In the same way, we can proceed for any real numbers ${\displaystyle a,b\in \mathbb {R} }$ to find the corresponding number to the point ${\displaystyle (a,b)}$ in the complex plane. We go to the right by ${\displaystyle a}$ and upwards by ${\displaystyle b}$. For ${\displaystyle (a,b)}$ we get the corresponding number ${\displaystyle a+b\,\mathrm {i} }$.

Although there is a plus here, we cannot further simplify the formula. We can not transform ${\displaystyle a+b\,\mathrm {i} }$ into a simpler expression (of purely real numbers or purely multiple of ${\displaystyle \mathrm {i} }$ without the plus), as the tuple ${\displaystyle (a,b)}$ cannot be expressed with only 1 coordinate. However, the expression ${\displaystyle a+b\,\mathrm {i} }$ can be used for calculations. If we calculate with ${\displaystyle a+b\,\mathrm {i} }$, we treat the plus as usual.

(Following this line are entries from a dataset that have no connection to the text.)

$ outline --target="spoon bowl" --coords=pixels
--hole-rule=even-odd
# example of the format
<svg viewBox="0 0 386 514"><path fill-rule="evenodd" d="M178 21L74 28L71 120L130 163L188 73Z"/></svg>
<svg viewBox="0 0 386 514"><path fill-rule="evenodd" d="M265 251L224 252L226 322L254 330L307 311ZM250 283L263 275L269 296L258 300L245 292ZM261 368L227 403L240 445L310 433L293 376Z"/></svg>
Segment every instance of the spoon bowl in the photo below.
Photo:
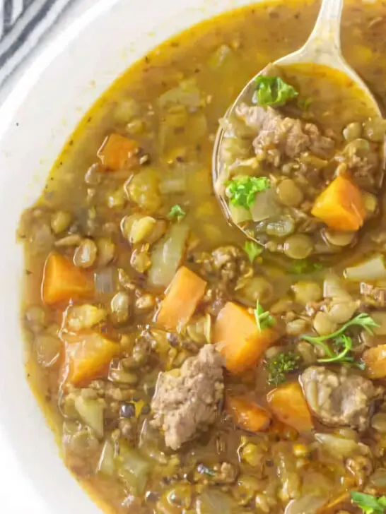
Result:
<svg viewBox="0 0 386 514"><path fill-rule="evenodd" d="M340 30L343 3L344 0L322 0L314 29L305 44L298 50L280 58L270 66L283 69L287 66L293 66L297 64L315 64L340 72L342 76L344 76L352 83L356 90L360 92L361 100L365 104L368 112L371 113L371 116L369 116L369 117L382 117L382 110L376 98L341 54ZM257 78L261 75L264 75L265 72L266 68L261 70L250 80L225 114L223 123L220 124L214 142L212 161L214 190L224 215L229 222L242 230L248 238L252 239L255 239L255 237L250 231L245 230L232 219L224 196L219 193L221 188L218 187L218 182L221 169L221 149L226 136L226 121L235 115L238 106L245 98L252 97L253 92L255 90ZM382 172L380 174L381 177L380 181L382 181L383 179L385 163L386 140L382 146L380 159Z"/></svg>

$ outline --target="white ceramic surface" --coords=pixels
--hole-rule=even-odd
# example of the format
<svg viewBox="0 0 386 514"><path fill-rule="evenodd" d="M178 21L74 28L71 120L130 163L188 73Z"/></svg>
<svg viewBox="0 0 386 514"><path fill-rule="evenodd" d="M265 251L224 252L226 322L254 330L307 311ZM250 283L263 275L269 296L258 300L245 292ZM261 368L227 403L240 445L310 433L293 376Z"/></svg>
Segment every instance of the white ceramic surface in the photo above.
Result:
<svg viewBox="0 0 386 514"><path fill-rule="evenodd" d="M20 213L40 193L81 117L127 66L172 34L249 3L95 1L44 50L0 109L0 445L12 452L20 475L16 508L6 512L99 512L63 466L25 381L18 323L22 255L15 238ZM18 508L18 494L30 509Z"/></svg>

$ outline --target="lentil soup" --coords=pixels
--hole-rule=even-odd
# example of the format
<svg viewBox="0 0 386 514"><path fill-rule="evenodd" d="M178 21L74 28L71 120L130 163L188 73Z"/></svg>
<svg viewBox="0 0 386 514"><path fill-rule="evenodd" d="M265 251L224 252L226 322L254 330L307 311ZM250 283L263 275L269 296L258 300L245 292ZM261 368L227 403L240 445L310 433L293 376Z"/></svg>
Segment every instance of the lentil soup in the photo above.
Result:
<svg viewBox="0 0 386 514"><path fill-rule="evenodd" d="M236 130L220 181L230 210L276 195L267 217L238 219L260 223L255 241L212 184L218 120L303 44L319 6L251 5L145 56L22 215L28 378L105 512L385 511L384 120L325 71L267 68L276 100L263 106L257 84L245 108L286 130L268 145L261 124ZM347 1L342 25L383 105L386 3Z"/></svg>

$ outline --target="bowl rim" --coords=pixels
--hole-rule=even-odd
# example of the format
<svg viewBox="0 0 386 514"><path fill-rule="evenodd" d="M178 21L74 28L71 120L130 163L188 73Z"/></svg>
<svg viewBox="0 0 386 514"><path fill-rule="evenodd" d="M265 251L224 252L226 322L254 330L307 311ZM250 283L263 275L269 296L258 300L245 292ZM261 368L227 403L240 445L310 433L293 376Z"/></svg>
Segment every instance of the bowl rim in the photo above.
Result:
<svg viewBox="0 0 386 514"><path fill-rule="evenodd" d="M35 48L37 54L0 105L0 145L7 128L12 123L15 112L30 94L31 88L44 71L81 32L119 1L121 0L97 0L95 5L88 7L78 19L71 21L69 26L57 35L46 47L44 47L44 40L38 42ZM23 66L22 62L21 66Z"/></svg>

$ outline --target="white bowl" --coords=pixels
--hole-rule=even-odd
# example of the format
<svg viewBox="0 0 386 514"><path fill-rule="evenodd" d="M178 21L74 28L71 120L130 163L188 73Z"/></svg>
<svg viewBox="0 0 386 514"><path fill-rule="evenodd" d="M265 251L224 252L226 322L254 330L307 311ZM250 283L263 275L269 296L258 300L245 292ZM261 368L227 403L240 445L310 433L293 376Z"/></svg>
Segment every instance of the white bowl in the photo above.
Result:
<svg viewBox="0 0 386 514"><path fill-rule="evenodd" d="M1 446L11 449L17 465L15 494L29 513L100 511L63 465L25 379L23 262L16 243L20 214L40 195L81 118L129 66L172 35L250 3L168 0L160 8L160 0L100 0L44 49L0 109L0 455ZM1 488L6 484L4 477ZM16 496L14 510L7 512L26 511L18 501Z"/></svg>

But why would we also need numbers of the form ${\displaystyle a+b\,\mathrm {i} }$? Let us first remember why we introduced ${\displaystyle \mathrm {i} }$. We wanted to solve the equation ${\displaystyle x^{2}+1=0}$. Since this equation has no real solution, we needed ${\displaystyle \mathrm {i} }$. Let us now look at the equation ${\displaystyle x^{2}-2x+2=0}$. Using the second binomial formula we can transform the equation:

${\displaystyle {\begin{array}{rrl}&0&=x^{2}-2x+2=(x^{2}-2x+1)+1\\&&=(x-1)^{2}+1\\\iff {}&(x-1)^{2}&=-1\end{array}}}$

The conversion to ${\displaystyle (x-1)^{2}=-1}$ makes clear that no real number can fulfil this equation. If ${\displaystyle x}$ is a real number, then ${\displaystyle x-1}$ is also real and ${\displaystyle (x-1)^{2}\neq -1}$. Let us now try to solve this equation with the help of complex numbers. We know that ${\displaystyle \mathrm {i} ^{2}=-1}$. So we look for an ${\displaystyle x}$ such that ${\displaystyle x-1=\mathrm {i} }$. If we had such an ${\displaystyle x}$, then ${\displaystyle (x-1)^{2}=\mathrm {i} ^{2}=-1}$ and we would have solved the equation. The result is ${\displaystyle x=1+\mathrm {i} }$. Our solution is in the form ${\displaystyle a+b\,\mathrm {i} }$ with real numbers ${\displaystyle a}$ and ${\displaystyle b}$! Therefore it makes sense that we not only consider numbers of the form ${\displaystyle b\,\mathrm {i} }$ but also ${\displaystyle a+b\,\mathrm {i} }$. In this way, additional previously unsolvable quadratic equations can be solved.

We call ${\displaystyle a+b\,\mathrm {i} }$ a general complex number. We call the set of all those complex numbers ${\displaystyle \mathbb {C} }$. The set of all ${\displaystyle a+b\,\mathrm {i} }$ exactly corresponds to the set of all points on the 2D-plane which is spanned by the real and imaginary axis. This plane is mathematically called complex plane:

We have "equated" the complex numbers with the plane using the equation ${\displaystyle (a,b){\hat {=}}a+b\,\mathrm {i} }$. (Mathematically, we have constructed a bijection between both sets, which assigns ${\displaystyle (a,b)}$ to ${\displaystyle a+b\,\mathrm {i} }$). Now we can calculate with complex numbers as we are used to with vectors from the plane. Besides addition (which is possible for vectors as well as for complex numbers), we can also multiply with complex numbers (which we cannot do with vectors!). We can even show that the complex numbers with their addition and multiplication form a field. The structure for calculating in complex numbers is thus similar to what we are used to from real numbers.